CHICAGO, Illinois (Agriculture.com)--Where's this market going? Perhaps that is the question on many farmers’ minds this weekend.  Considering that corn jumped 20 cents this week, soybeans surged 60 cents, and wheat exploded 90 cents, market analysts are surprisingly willing to say this market has even more upside.

CME Group soybean prices finished the week at the rare level of $13.00 per bushel, corn at a firm $5.73, and wheat $7.79.

Don Roose, market analyst and president of West Des Moines, Iowa-based U.S. Commodities, says holiday markets are typically not explosive, but there could be more fireworks next week. “I think those same prices are possible next week, and maybe even higher, as the weather continues to threaten crops and demand stays strong.”

Clearly the market will be watching the skies, this weekend, overhead Australia, Argentina, and the U.S. Plains, Roose says.

“We’re moving into that timeframe when the global weather is taking center-stage. In Argentina, 50% of the corn/soybean Belt is dry, and a hot week on-tap. An already drenched Australia is expecting more big rains, hurting wheat quality.”

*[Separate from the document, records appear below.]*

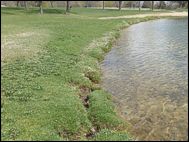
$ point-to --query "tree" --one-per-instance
(120, 2)
(67, 6)
(26, 5)
(41, 7)
(152, 5)
(17, 3)
(51, 3)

On the demand-side, the market is eyeing next week’s export sales for continued strength. On Friday, December, 10, the USDA will update its carryout numbers in its Crop Report. Market participants expect already-tight corn and soybean stocks to get even tighter, creating more market nervousness. “There’s a lot of pressure building and globally commodities are attractive,” Roose says.

Rationing Supply

The next shoe to drop is for the market to figure out at what price level does the U.S. begin to ration supply. “We probably have to ration supplies at the world supply levels we are at right now. We don’t need further shortfalls, that some of this world weather is threatening, to exemplify that,” Roose says.

A Wheat Leader

Wheat seems to be the driver of this weather-backed rally. Next week, the market will start at price levels that really can't say anything other than own it, Tom Barry, Linn Group wheat options trader wrote in a customer newsletter. "Buying breaks is recommended, but selling into rallies might not be too wise unless you're covering longs for short term profits," Barry says. 



This global commodities environment is supporting ideas that the buying momentum is going to continue not dissipate, the trader says. "Sure, we could break 30 cents on Monday, but don't you think we'll find a fresh grouping of hungry buyers to scoop it up? Definitely," Barry says.